It’s not hard to see why people might think so. Dell has cash, has done few acquisitions to date, and has promised to get more aggressive on the M&A front. It has no current play in the smart phone business, one of the few areas of consumer tech showing substantial growth. And Palm, meanwhile, has a hot new product with the Pre and an impressive piece of software in its WebOS platform. It also is hurting for cash. Collins Stewart analyst Ashok Kumar writes in a note this morning that such a combination “will be born of mutual necessity” and would be a strategic fit for both parties.
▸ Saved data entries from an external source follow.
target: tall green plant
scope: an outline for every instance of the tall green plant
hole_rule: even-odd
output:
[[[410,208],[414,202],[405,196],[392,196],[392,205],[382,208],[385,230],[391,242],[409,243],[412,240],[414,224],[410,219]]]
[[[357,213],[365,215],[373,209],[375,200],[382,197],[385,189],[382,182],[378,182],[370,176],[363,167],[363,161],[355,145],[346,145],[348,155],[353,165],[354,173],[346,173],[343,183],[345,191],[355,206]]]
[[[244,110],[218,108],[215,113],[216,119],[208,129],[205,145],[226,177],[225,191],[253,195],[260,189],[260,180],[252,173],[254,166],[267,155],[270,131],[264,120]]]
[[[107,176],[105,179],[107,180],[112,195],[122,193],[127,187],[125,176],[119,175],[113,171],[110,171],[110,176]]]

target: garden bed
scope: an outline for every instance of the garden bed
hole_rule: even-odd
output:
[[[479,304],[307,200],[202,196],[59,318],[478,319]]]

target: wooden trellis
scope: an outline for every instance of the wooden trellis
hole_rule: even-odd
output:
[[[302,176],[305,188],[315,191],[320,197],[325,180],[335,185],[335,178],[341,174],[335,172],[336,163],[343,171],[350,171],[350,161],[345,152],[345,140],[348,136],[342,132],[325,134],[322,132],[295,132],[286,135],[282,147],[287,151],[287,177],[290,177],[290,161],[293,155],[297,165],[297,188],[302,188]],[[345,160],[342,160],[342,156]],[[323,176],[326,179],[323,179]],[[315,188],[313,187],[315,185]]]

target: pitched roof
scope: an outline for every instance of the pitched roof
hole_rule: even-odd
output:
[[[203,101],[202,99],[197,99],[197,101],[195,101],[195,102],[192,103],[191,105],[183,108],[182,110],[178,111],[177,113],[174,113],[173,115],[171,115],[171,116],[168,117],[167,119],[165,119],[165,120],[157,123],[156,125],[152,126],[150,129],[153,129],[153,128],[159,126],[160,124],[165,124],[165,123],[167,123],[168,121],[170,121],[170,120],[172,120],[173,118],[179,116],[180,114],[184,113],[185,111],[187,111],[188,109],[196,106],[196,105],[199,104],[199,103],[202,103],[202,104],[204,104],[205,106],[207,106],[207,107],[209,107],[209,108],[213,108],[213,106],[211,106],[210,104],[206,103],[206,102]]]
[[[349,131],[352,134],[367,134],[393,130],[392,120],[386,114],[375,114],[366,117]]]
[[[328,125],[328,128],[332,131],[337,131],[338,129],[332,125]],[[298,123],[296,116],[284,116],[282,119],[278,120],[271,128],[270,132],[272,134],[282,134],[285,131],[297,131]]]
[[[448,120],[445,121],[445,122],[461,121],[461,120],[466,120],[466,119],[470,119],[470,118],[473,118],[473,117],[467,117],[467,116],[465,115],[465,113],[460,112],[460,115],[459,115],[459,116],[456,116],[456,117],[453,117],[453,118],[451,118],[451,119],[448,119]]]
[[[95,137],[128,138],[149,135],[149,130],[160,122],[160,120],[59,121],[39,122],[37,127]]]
He notes that Dell’s initial efforts at developing a smart phone on its own “have been met with a resounding yawn by the carriers.”
And here’s another aspect of a potential deal that he fails to mention: Newly installed Palm CEO Jon Rubinstein would provide Dell with an instant successor to Michael Dell, allowing him to move out of his current operating role and back to the chairman’s job. An ex-Apple exec at the helm of Dell is an intriguing idea, no?
Palm has a market cap of about $1.9 billion; back out $260 million in cash, add back $390 million in debt, and you get an enterprise value of about $2 billion. Tack on a nice healthy premium, and you get a take out value of around $3 billion. Dell has $7.7 billion in net cash, so they could do a deal without having to raise any new capital. (In fact, the company this week sold $1 billion in new debt, adding cash to its war chest.)
On the other hand, Dell’s cash pile and its lack of presence in the cell phone market has triggered other rumors that haven’t come to fruition; for months there was talk that it might buy Motorola’s (MOT) handset business - and so far, of course, that hasn’t happened.
PALM Friday is up 19 cents, or 1.4%, to $13.62.